Robin RobertsonThe first novel by poet Robin Robertson is short-listed for the Man Booker Prize.

Creative writing grad’s debut novel short-listed for Man Booker Prize

UWindsor creative writing alumnus Robin Robertson (MA 1979) has had his debut novel short-listed for one of the world’s leading literary awards.

The Long Take, a cinematic story of a postwar loner in urban America, told partly in poetry, is one of six works in consideration for the Man Booker Prize. The winner, to be announced October 16, receives an award of £50,000.

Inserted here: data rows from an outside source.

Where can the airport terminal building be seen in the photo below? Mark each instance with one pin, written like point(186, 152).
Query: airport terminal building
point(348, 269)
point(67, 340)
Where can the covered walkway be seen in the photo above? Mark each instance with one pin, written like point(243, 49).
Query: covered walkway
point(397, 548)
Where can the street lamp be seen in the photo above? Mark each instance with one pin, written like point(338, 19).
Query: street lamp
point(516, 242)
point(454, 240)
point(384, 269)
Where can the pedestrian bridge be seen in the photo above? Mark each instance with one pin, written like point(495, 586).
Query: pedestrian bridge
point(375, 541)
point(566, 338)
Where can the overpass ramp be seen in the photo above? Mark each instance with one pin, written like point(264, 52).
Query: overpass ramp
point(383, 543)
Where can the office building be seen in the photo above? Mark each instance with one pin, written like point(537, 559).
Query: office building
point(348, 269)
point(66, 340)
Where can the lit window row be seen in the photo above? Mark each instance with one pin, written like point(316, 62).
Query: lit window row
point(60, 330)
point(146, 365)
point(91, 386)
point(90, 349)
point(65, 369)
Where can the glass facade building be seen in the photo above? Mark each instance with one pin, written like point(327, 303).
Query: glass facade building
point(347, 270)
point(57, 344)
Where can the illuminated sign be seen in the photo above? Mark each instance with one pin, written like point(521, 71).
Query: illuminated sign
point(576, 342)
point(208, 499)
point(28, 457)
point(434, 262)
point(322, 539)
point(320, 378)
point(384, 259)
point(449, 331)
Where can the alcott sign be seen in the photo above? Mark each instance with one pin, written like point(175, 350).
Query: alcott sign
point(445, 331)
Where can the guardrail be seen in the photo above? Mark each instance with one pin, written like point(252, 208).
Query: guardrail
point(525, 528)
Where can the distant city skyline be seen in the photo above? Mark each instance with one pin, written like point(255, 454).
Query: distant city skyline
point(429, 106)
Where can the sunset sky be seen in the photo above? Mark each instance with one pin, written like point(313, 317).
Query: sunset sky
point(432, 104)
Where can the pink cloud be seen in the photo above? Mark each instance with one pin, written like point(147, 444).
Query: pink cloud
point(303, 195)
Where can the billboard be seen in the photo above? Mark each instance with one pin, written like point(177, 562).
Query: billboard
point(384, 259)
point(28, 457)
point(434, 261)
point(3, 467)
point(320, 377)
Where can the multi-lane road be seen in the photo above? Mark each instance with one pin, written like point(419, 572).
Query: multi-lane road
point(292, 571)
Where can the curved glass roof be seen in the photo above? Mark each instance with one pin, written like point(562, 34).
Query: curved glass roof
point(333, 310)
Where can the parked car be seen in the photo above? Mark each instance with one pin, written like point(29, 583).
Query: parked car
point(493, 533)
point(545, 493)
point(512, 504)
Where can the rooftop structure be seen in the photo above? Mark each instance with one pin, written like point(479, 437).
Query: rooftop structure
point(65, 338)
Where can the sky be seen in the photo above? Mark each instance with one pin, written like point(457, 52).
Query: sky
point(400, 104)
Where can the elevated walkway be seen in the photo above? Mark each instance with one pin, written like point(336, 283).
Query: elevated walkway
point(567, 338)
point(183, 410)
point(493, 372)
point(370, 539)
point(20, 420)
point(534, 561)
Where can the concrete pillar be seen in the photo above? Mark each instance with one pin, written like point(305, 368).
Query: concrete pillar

Robertson’s novel follows a good man brutalized by war, haunted by violence and apparently doomed to return to it. Walker is a D-Day veteran with post-traumatic stress disorder; he can’t return home to rural Nova Scotia, and as he moves from New York to Los Angeles and San Francisco readers witness a crucial period of fracture in American history.

The judges described it as a film noir on the page: “A book about a man and a city in shock, it’s an extraordinary evocation of the debris and the ongoing destruction of war even in times of peace.”

Robertson is a Fellow of the Royal Society of Literature and has published five collections of poetry. His honours include the Petrarca-Preis, the E.M. Forster Award from the American Academy of Arts and Letters, and all three Forward Prizes — for best poetry collection, best first collection, and best single poem.